Hoofdlijnen van het wetsvoorstel

Hoe kijkt het de regering aan tegen het feit dat deze tijdelijke faciliteit in de energiebelasting, bovenop de subsidieregeling «Green deal openbaar toegankelijke laadinfrastructuur» komt, vragen de leden van de VVD-fractie.

Welke elektrische autofabrikanten bieden momenteel gratis opladen aan bij aanschaf van een elektrische auto, vragen de leden van de fractie van de PvdA. Welk deel van de markt betreft dit? In hoeverre tast dit gratis laden de business case van openbare laadpalen aan? Hoeveel aanbieders van openbare laadpalen zijn er op dit moment op de markt?

Wat kost het laden van een gemiddelde accu bij een openbare laadpaal, vragen de leden van de PvdA-fractie. Welk deel hiervan is energiebelasting? In hoeverre zal een lagere energiebelasting worden doorgegeven aan bestuurders van elektrische auto’s?

De leden van de SP-fractie vragen zich af hoeveel laadpalen er zijn met een zelfstandige aansluiting en hoeveel laadpalen in het totaal. Deze leden willen een uitgebreide uiteenzetting zien met voorbeelden waaruit blijkt dat dit wetsvoorstel de businesscase van openbare laadpalen inderdaad sluitend maakt.

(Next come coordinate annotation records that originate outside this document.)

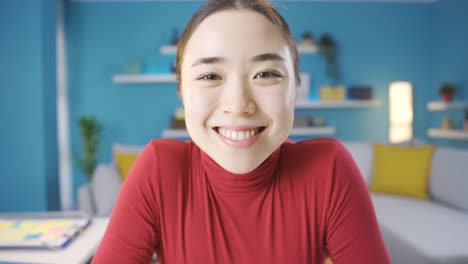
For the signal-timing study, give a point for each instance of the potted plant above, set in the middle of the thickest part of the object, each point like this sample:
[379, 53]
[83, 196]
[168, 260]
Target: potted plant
[307, 39]
[446, 90]
[90, 132]
[328, 48]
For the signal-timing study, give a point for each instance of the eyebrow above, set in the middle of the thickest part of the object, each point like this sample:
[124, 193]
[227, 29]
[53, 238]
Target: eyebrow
[267, 56]
[257, 58]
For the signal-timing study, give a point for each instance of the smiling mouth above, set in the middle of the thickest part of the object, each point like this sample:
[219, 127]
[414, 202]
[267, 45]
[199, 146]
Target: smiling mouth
[238, 135]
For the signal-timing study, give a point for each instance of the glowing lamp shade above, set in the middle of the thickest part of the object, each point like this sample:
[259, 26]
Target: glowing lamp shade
[401, 111]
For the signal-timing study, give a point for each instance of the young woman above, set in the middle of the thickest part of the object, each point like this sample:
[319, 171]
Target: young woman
[240, 192]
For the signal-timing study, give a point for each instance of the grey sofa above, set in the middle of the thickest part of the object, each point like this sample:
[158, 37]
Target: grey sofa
[424, 232]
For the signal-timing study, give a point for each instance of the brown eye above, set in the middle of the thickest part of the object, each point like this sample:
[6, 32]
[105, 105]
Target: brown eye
[209, 77]
[267, 75]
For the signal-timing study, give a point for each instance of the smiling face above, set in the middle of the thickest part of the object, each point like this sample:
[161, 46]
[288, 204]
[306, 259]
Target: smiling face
[238, 88]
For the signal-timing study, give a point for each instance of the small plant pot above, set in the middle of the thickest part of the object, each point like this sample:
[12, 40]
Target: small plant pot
[446, 97]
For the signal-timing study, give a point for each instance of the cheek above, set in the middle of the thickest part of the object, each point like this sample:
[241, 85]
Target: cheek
[196, 103]
[279, 105]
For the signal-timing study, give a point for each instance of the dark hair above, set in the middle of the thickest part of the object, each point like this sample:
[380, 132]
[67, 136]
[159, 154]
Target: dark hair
[260, 6]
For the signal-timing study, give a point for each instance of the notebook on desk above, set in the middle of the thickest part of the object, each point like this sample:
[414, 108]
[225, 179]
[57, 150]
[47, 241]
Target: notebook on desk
[40, 233]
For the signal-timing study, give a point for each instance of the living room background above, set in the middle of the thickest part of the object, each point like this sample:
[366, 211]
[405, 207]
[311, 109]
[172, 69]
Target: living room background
[423, 43]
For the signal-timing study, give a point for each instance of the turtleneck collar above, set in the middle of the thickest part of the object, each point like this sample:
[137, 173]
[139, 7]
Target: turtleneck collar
[232, 183]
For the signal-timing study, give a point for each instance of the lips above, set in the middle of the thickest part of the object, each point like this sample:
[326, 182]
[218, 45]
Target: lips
[237, 134]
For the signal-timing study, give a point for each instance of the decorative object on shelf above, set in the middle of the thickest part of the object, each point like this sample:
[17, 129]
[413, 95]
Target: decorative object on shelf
[133, 67]
[360, 92]
[175, 37]
[318, 121]
[178, 120]
[465, 121]
[329, 48]
[301, 121]
[332, 93]
[307, 121]
[447, 123]
[307, 39]
[90, 131]
[173, 67]
[447, 90]
[303, 91]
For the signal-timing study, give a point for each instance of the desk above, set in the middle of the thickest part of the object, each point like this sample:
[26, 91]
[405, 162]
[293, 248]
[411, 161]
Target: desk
[79, 251]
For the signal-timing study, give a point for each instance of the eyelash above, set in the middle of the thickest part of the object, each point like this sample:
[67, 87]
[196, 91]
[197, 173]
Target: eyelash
[209, 76]
[272, 73]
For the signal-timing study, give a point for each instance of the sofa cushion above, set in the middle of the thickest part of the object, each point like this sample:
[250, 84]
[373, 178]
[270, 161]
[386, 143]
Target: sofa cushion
[436, 232]
[449, 177]
[402, 170]
[362, 154]
[106, 186]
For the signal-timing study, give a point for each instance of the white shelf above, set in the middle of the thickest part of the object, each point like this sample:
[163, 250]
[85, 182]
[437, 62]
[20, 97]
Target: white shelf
[296, 131]
[307, 49]
[447, 133]
[169, 49]
[175, 133]
[313, 131]
[440, 106]
[338, 104]
[144, 78]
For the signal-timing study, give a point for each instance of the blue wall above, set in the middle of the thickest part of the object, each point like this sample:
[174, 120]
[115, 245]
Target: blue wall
[27, 108]
[449, 60]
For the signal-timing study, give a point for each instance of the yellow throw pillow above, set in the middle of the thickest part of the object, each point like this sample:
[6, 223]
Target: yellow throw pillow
[124, 162]
[402, 170]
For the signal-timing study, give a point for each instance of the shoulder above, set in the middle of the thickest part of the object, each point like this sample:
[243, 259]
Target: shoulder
[321, 148]
[168, 148]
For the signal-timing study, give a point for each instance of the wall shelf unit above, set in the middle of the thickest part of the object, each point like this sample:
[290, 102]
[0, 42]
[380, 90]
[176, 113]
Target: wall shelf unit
[170, 49]
[296, 131]
[144, 78]
[447, 134]
[338, 104]
[441, 106]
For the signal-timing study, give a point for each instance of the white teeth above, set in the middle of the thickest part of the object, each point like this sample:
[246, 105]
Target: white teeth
[237, 135]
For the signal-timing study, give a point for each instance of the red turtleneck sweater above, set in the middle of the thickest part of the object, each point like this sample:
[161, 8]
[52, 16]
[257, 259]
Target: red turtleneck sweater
[306, 201]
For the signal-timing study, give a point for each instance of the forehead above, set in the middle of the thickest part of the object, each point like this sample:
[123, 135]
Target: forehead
[233, 32]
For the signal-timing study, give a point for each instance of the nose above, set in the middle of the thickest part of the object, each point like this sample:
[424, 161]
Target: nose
[237, 98]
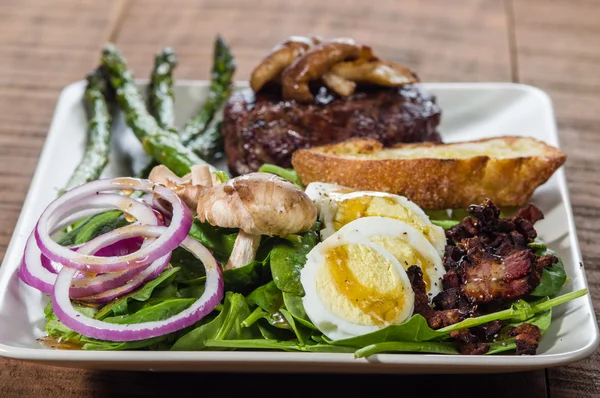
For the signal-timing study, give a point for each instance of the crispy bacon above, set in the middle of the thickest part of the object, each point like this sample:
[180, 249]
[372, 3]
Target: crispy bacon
[488, 257]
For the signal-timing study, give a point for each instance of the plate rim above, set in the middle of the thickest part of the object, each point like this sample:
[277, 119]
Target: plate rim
[495, 363]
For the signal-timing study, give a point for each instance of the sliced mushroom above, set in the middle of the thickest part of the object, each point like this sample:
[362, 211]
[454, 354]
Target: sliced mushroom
[338, 85]
[381, 73]
[313, 65]
[279, 59]
[189, 187]
[258, 204]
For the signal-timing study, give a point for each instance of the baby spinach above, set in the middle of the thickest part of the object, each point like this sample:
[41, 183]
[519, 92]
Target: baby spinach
[507, 343]
[158, 312]
[407, 346]
[272, 333]
[119, 306]
[413, 330]
[94, 226]
[553, 278]
[262, 344]
[226, 325]
[288, 259]
[295, 306]
[214, 238]
[267, 297]
[55, 328]
[103, 345]
[417, 330]
[239, 280]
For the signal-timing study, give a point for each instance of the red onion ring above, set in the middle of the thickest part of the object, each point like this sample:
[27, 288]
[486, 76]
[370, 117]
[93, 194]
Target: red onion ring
[34, 269]
[167, 242]
[94, 328]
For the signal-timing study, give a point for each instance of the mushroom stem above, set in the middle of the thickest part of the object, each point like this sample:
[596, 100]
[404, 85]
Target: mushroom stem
[244, 250]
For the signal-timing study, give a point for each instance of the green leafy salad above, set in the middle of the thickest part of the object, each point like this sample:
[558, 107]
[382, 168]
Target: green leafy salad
[184, 258]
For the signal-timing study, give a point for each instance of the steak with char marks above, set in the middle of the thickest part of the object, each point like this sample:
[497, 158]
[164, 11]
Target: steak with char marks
[263, 128]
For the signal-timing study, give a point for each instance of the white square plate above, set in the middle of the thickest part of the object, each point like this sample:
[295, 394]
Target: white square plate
[471, 111]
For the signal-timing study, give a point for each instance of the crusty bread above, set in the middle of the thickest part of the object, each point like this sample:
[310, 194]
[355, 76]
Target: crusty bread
[436, 176]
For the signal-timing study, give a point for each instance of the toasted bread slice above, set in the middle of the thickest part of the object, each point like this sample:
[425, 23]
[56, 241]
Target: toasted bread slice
[436, 176]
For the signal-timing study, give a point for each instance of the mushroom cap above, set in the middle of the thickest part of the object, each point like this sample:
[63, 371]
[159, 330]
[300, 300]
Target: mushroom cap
[258, 204]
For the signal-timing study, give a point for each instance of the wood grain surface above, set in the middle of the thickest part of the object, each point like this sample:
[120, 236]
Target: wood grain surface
[554, 45]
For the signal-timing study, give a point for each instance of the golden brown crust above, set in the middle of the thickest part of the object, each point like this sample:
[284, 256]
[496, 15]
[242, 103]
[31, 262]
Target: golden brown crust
[432, 183]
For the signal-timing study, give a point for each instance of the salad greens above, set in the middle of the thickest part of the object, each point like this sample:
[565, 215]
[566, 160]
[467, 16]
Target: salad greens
[263, 306]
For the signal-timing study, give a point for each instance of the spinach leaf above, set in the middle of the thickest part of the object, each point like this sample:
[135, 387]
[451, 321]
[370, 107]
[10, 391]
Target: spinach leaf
[255, 316]
[262, 344]
[190, 267]
[158, 312]
[93, 227]
[301, 334]
[272, 333]
[212, 238]
[226, 325]
[553, 278]
[415, 329]
[507, 343]
[119, 306]
[406, 346]
[295, 306]
[102, 345]
[55, 328]
[267, 297]
[191, 291]
[287, 260]
[238, 280]
[244, 279]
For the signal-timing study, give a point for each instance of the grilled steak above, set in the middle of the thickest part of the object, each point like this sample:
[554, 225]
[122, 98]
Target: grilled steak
[266, 129]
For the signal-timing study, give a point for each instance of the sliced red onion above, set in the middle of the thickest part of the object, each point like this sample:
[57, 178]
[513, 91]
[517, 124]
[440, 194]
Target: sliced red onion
[147, 274]
[167, 242]
[39, 271]
[94, 328]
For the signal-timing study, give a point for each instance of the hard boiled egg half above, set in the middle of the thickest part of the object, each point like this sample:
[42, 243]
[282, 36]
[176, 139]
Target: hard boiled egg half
[355, 281]
[339, 206]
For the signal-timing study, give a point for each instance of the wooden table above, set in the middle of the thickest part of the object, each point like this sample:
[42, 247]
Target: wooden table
[554, 45]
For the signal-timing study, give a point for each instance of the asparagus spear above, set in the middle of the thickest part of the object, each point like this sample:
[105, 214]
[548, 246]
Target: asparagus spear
[160, 91]
[95, 157]
[160, 97]
[209, 144]
[220, 88]
[163, 145]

De leden van de CDA-fractie zijn er niet gerust op dat in de toekomst de business case van openbare laadpalen sluitend wordt. Hoe frequent dient een laadpaal gebruikt te worden voordat de business case van een laadpaal positief is op basis van de huidige situatie?

De leden van de CDA-fractie vragen in dit kader naar een overzicht van het aantal openbare laadpalen in Nederland. Hoeveel laadpalen daarvan hebben een zelfstandige aansluiting? Kan de regering daarbij aangeven wie de eigenaar is van deze laadpalen? Is de regering bekend bij hoeveel laadpalen, en van welke eigenaren, de prijs van de geleverde elektriciteit onvoldoende is om de kostprijs van de elektriciteit en de onderhouds- en beheerkosten van de laadpaal te dekken? Oftewel, met hoeveel laadpalen in Nederland wordt er door de eigenaar op de kosten toegelegd? Kan de regering in algemene zin aangeven wat het verschil is in prijsstelling bij laadpalen van private partijen en laadpalen van publieke partijen? Kan de regering aangeven wat gemiddeld de vaste en onderhoudskosten zijn van laadpalen? Hoeveel auto’s per jaar moeten worden opgeladen om die terug te verdienen?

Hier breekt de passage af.